We invite writers, researchers, activists, artists and others together
for a day of speculative thinking, talking, listening and
experimentation on the topic of AI, race, and art. Hosted by the ADM+S
with the VCA Centre of Visual Art (CoVA) and Art & Australia.
This is a free event with limited bursaries available to assist those
who need to travel, have caring responsibilities, or would otherwise not
be able to attend without financial assistance
Places are limited and participants are expected to attend all sessions.
Participants will be selected via a short EoI process. *Deadline is
Friday 8 September, midnight*.
Featured artists/speakers include: André Dao, Hoang Tran Nguyen, Jasmin
Pfefferkorn, Thao Phan, Snack Syndicate (Andrew Brooks + Astrid
Lorange), Tom Smith, Joel Spring, and more to be announced!
Full details below. Please share widely among your networks.
+++
*Time & Location:*
—Saturday 14 October 2023, 10am-6.00pm
—The Stables, VCA Southbank
*Curated by:*
Thao Phan (Monash), Andrew Brooks (UNSW), and Joel Stern (RMIT)

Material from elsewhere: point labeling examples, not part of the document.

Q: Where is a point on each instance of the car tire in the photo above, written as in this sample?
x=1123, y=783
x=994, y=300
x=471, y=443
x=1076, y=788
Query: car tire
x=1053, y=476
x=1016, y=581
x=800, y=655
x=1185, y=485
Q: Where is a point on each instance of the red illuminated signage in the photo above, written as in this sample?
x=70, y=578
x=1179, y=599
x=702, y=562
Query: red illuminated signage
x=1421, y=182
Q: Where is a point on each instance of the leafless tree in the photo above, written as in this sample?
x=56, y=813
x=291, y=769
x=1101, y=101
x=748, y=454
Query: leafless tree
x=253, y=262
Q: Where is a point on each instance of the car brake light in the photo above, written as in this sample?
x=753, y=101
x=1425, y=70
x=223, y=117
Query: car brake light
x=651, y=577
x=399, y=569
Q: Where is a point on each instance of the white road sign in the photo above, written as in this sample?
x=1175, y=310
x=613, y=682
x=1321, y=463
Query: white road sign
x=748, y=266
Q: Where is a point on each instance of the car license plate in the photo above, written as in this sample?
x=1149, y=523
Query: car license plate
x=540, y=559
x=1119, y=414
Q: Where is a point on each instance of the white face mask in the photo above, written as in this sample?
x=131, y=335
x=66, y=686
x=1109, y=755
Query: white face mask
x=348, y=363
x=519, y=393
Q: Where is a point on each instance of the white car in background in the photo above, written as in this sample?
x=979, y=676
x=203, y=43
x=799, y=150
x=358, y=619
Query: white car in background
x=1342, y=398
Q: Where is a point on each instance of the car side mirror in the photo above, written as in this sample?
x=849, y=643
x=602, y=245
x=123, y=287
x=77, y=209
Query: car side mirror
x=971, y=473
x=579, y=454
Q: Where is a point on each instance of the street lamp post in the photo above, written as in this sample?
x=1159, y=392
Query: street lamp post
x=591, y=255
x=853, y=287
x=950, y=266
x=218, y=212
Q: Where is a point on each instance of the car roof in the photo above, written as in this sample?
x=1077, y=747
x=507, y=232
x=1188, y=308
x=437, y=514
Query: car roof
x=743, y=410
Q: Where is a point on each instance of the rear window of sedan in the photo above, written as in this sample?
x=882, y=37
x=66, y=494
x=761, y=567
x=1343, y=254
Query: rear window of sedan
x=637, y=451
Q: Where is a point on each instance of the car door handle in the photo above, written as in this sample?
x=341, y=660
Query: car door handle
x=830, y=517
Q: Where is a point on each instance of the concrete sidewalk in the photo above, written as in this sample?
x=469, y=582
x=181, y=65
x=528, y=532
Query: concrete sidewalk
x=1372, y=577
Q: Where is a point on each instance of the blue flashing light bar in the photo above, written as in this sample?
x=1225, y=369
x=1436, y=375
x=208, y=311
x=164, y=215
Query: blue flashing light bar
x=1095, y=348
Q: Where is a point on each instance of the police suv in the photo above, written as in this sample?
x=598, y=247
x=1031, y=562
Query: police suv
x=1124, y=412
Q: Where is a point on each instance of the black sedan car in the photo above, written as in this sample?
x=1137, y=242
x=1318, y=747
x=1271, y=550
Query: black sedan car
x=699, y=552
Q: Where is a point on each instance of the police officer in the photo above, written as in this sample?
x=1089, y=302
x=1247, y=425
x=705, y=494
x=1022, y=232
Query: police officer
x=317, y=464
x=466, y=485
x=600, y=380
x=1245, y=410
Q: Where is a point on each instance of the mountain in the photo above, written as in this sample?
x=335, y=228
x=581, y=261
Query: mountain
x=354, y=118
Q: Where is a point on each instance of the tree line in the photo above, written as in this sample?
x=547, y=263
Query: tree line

*Details on how to apply visit:*
https://www.artandaustralia.com/58_1/p143/study-in-on-ai-race-art
<https://www.artandaustralia.com/58_1/p143/study-in-on-ai-race-art>
*About the event:*
What is study? For Stefano Harney and Fred Moten, study is a form of
sociality. It is a meeting with, a brushing against, a bumping up of
people, texts, ideas and things. It is the creation of a mutual and
unpayable debt; a debt that is 'without count, without interest, without
repayment.' As Moten states:
study is what you do with other people. It’s talking and walking
around with other people, working, dancing, suffering, some
irreducible convergence of all three, held under the name of
speculative practice.
This event is an exercise in precisely this kind of practice. It invites
writers, researchers, activists, artists and others together for a day
of speculative thinking, talking, listening and experimentation on the
topic of AI, race, and art.
Terms like ‘AI’ are already associated with speculation—speculative
fictions, speculative profits, speculative job losses, speculative risks
and harms. Art also finds value in its connection to the
speculative—speculative practice, speculative experiments, speculative
funding, speculative futures. And critical work on race also
productively turns to speculation when the empirical facts of inequity
and injustice fail to create social change—speculative world-making and
speculative methods to realise racial justice.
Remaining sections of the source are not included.